Question: Does the commercialization of cannabis signal a watershed moment in Canadian business?
Vaughn Hammond: “In Newfoundland and Labrador, we thought that it was, but the way that they rolled it out kind of made it difficult for small business to take advantage of cannabis legalization. So, around the whole idea of 80 per cent margin, many people said, ‘How am I going to be able to participate in this? Understanding that there are certain requirements financially, legally, security-wise, education and public awareness-wise, how am I going to be able to participate in this?’
“A lot of them, when they saw the RFP (request for proposals) by the NLC, just automatically disqualified themselves and just said, ‘I can’t do this, so I won’t participate.’
“That doesn’t necessarily mean that some small business owners may not make a go of it, because the person who’s trying to operate a business in Portugal Cove-St. Philip’s, he might be able to make a go of it – hopefully that might happen. But … how they rolled it out made small business owners think about whether they wanted to participate or not, and ultimately, they decided not to.
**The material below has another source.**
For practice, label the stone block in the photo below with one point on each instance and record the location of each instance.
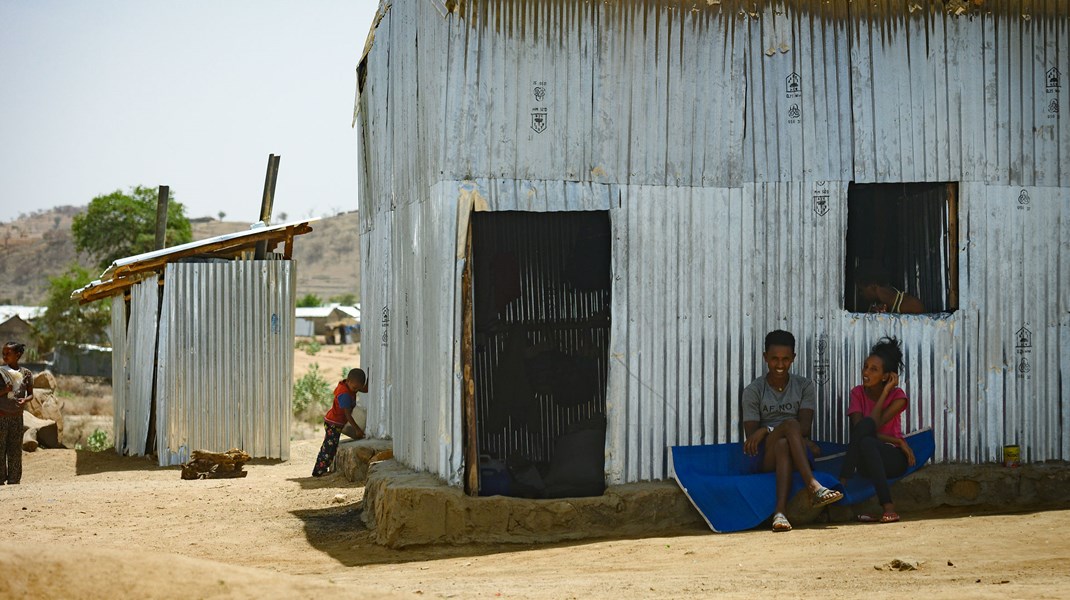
(354, 456)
“(The government) could have set it such that the margins were higher. They could have recognized what it would be in order to be a Tier 1 operator. They could have opened it up to competition as opposed to doing it by area codes. So, the way that they did it kind of put small businesses behind before they even applied to become qualified.
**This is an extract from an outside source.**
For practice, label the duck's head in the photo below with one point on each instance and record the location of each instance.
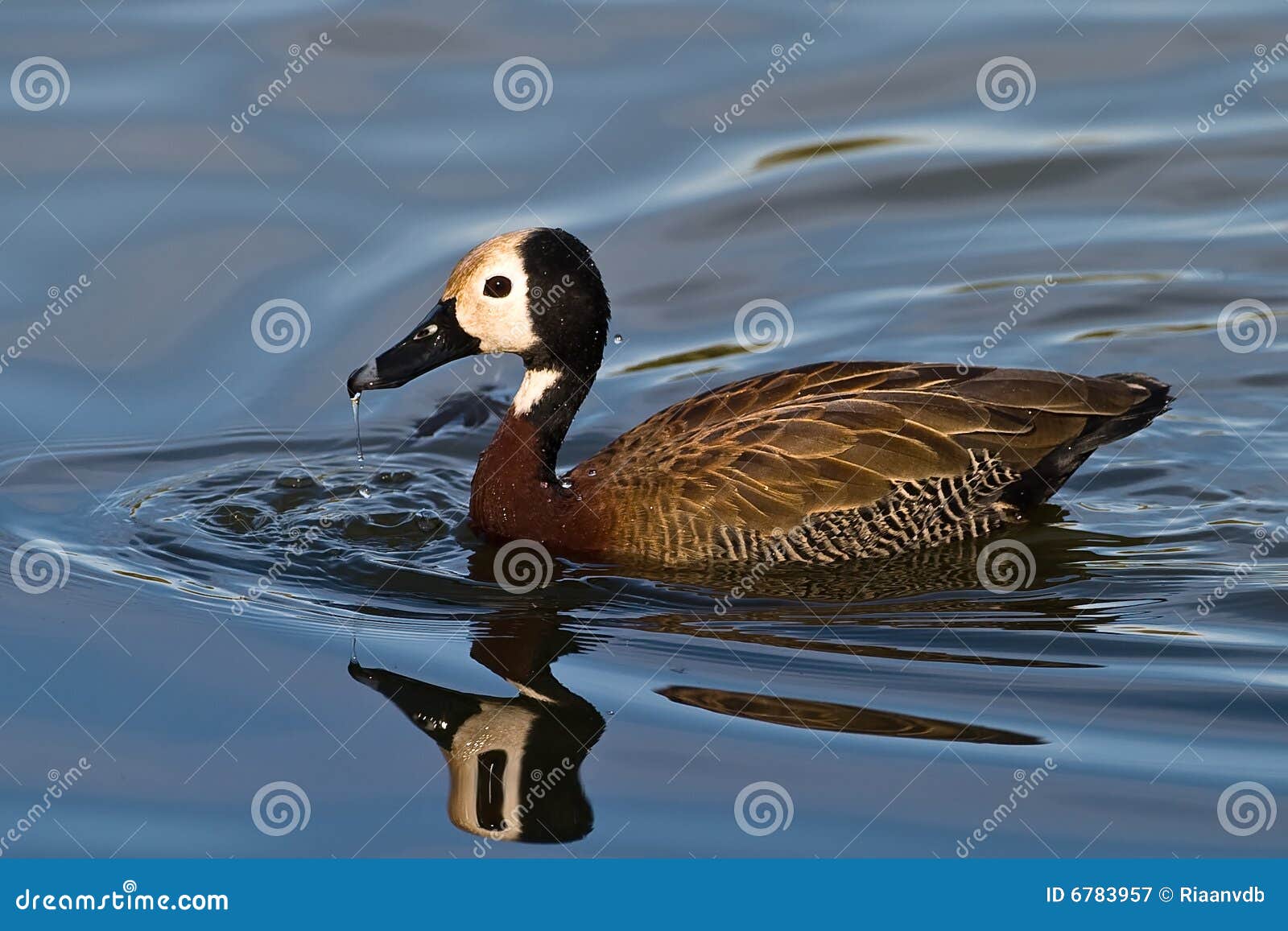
(534, 293)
“Essentially, it’s good that there’s a private option available, but when it comes to small business owners — and I think this has played out — it was an opportunity at the beginning, but the way that the government rolled it out, it ended up being something that they had to forgo in the end.
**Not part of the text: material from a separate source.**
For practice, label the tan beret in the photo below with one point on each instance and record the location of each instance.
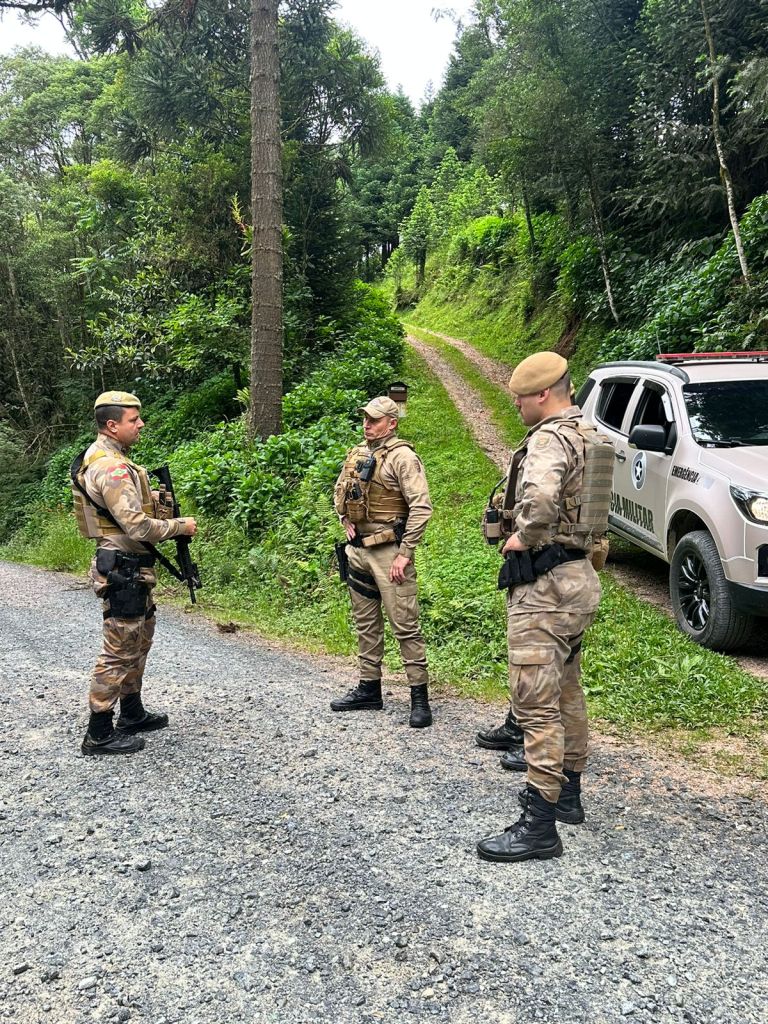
(381, 407)
(117, 398)
(537, 373)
Vaughn Hammond, director of provincial affairs for the Canadian Federation of Independent Business
Question: How will marijuana affect the dressing room?
Brad Gushue: “I think, for someone at our level, it’s not going to affect it really at all. The reason for that is we’re governed by WADA – the World Anti-Doping Agency – and I don’t see the rules changing on cannabis any time soon, because that’s obviously the World Anti-Doping Agency and you need more than just one country to legalize marijuana to make it legal, I guess, for sport.
“Now, they might go ahead and do that before some of the other countries, but I think probably more study needs to be done on how (pot) can be used to potentially enhance sport, or enhance performance, or reduce pain or whatever it can be used for, and I don’t know much about it, to be quite honest. So, as far as the dressing rooms, I don’t see at our level much changing. You’re not going to see guys lighting up in the dressing rooms or anything like that, and in professional sports most of those are governed by the World Anti-Doping Agency, so I don’t see that changing much.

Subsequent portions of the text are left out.